Episode 8: Mysticism in the streets | A conversation with Leah Gunning Francis
During the Ferguson uprising in 2014, in the wake of the murder of Mike Brown, Leah Gunning Francis was serving as an associate dean and assistant professor at Eden Theological Seminary in St. Louis, Missouri. She interviewed more than two dozen clergy and young activists who were actively involved in the movement for racial justice, in Ferguson and beyond, and wrote the book Ferguson and Faith: Sparking Leadership and Awakening Community.

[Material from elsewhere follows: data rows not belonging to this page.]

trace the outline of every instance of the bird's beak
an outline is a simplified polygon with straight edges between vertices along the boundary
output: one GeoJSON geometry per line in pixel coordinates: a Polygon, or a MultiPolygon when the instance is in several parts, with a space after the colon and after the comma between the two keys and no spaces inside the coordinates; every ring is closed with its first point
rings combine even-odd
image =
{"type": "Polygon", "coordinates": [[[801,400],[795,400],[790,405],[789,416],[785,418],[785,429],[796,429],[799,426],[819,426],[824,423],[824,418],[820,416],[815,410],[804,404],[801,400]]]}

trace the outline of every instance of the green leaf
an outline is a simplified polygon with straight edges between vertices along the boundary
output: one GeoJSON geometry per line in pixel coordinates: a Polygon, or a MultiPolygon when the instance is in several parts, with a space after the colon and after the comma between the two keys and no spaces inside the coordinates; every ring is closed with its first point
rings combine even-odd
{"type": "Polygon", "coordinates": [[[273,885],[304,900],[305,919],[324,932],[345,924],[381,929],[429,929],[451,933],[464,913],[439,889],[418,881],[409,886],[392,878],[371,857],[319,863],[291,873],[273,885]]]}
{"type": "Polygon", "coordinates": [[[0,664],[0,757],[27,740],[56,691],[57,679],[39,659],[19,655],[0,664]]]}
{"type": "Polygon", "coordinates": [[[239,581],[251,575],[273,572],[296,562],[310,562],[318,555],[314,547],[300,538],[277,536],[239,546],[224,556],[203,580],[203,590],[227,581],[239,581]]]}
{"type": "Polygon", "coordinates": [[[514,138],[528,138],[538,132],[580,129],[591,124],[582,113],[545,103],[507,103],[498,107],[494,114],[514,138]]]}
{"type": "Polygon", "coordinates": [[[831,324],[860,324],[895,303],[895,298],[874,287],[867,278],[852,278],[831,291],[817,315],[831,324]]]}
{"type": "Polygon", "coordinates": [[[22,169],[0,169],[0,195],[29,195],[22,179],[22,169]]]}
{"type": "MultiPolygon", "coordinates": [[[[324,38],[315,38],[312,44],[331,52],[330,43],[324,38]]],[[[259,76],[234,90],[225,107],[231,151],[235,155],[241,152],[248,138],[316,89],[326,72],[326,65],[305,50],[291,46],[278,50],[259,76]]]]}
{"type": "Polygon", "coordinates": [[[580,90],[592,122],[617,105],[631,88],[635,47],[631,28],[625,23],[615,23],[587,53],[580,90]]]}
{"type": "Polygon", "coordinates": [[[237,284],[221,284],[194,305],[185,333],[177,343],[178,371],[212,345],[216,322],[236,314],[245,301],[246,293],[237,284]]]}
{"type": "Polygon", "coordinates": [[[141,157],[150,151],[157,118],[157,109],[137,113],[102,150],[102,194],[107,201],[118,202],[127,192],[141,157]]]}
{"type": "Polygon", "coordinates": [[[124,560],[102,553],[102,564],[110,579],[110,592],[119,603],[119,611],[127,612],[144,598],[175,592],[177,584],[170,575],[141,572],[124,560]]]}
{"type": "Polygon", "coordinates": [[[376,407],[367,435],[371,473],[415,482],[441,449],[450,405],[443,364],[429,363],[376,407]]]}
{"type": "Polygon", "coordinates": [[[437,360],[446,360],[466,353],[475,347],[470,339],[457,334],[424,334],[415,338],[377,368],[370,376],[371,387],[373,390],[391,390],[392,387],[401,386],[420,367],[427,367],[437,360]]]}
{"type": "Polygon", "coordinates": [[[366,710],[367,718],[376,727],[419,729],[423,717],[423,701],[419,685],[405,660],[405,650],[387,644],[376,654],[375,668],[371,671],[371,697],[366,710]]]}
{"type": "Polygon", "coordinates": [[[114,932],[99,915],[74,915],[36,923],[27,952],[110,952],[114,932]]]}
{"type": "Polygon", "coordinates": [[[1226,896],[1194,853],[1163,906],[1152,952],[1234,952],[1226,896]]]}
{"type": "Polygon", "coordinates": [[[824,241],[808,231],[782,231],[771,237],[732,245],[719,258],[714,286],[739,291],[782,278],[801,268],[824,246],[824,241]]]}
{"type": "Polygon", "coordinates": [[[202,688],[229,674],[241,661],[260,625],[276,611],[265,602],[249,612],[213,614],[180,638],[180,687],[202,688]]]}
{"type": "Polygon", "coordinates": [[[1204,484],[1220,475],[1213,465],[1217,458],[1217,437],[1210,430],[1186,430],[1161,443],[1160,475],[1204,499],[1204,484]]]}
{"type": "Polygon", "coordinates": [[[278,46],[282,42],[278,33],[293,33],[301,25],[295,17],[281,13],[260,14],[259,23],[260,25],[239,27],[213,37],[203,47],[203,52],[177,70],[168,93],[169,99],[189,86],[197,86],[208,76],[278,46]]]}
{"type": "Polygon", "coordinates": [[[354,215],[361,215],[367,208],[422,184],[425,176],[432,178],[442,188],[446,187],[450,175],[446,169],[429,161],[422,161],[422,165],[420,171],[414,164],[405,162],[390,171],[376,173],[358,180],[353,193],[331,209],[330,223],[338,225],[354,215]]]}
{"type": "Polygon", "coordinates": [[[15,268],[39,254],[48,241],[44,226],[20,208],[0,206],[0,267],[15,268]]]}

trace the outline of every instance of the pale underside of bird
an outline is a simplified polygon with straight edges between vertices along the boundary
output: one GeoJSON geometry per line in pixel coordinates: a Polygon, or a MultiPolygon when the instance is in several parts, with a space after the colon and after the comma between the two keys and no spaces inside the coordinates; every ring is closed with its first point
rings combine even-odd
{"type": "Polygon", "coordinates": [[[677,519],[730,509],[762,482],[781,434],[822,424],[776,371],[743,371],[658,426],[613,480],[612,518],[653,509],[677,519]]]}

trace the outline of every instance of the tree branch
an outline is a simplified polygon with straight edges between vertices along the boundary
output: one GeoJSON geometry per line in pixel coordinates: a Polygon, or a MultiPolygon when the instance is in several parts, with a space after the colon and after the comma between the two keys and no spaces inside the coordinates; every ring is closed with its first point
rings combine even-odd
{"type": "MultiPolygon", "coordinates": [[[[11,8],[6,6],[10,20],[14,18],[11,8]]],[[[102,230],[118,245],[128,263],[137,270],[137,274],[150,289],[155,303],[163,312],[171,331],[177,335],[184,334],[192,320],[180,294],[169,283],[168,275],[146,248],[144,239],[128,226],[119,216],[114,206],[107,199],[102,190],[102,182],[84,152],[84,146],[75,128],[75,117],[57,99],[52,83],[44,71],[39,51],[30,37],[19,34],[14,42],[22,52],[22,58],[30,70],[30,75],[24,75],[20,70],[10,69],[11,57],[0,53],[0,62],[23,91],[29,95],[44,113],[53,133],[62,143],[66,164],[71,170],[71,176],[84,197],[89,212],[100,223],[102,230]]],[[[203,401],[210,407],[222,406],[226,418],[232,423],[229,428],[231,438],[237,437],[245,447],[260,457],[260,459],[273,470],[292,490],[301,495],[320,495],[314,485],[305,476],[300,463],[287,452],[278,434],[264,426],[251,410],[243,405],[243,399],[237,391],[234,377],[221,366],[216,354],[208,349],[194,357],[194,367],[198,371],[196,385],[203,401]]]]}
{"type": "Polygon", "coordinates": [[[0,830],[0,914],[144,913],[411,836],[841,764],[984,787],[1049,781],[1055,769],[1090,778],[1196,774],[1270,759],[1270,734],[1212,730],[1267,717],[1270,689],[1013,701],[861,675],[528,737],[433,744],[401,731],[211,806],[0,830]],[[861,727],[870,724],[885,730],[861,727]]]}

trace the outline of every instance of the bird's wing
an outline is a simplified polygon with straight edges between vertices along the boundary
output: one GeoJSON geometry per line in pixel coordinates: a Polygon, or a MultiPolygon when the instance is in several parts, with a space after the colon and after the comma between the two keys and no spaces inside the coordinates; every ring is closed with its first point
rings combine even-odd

Her words from the end of Ferguson and Faith are as relevant today as they were in 2015:
“The fight for racial justice emerges out of the fight for human dignity. If there is any group of people who should be compelled to join this fight, it is the people who call themselves, 'children of God.' Staying awake to the injustices that have been revealed through the Ferguson-related events is a critical task for communities of faith. Our connectedness to our brothers and sisters is rooted in our connectedness to God, for we are all God’s children. And, in the words of the Civil Rights freedom fighter Ella Baker: 'Until the killing of black men, black mothers’ sons, becomes as important to the rest of the country as the killing of a white mother’s son—we who believe in freedom cannot rest until this happens.'"
In this episode we talk about activism as being "a return to the core and crux of our faith," and how "what you're contemplating ought to cause you to live differently and intentionally."
Leah Gunning Francis earned a B.S. from Hampton University; an M.Div. from the Candler School of Theology; and a Ph.D. from Garrett-Evangelical Theological Seminary. Her next book, Faith After Ferguson: Resilient leadership in pursuit of racial justice, will be published in fall of 2020 by Chalice Press.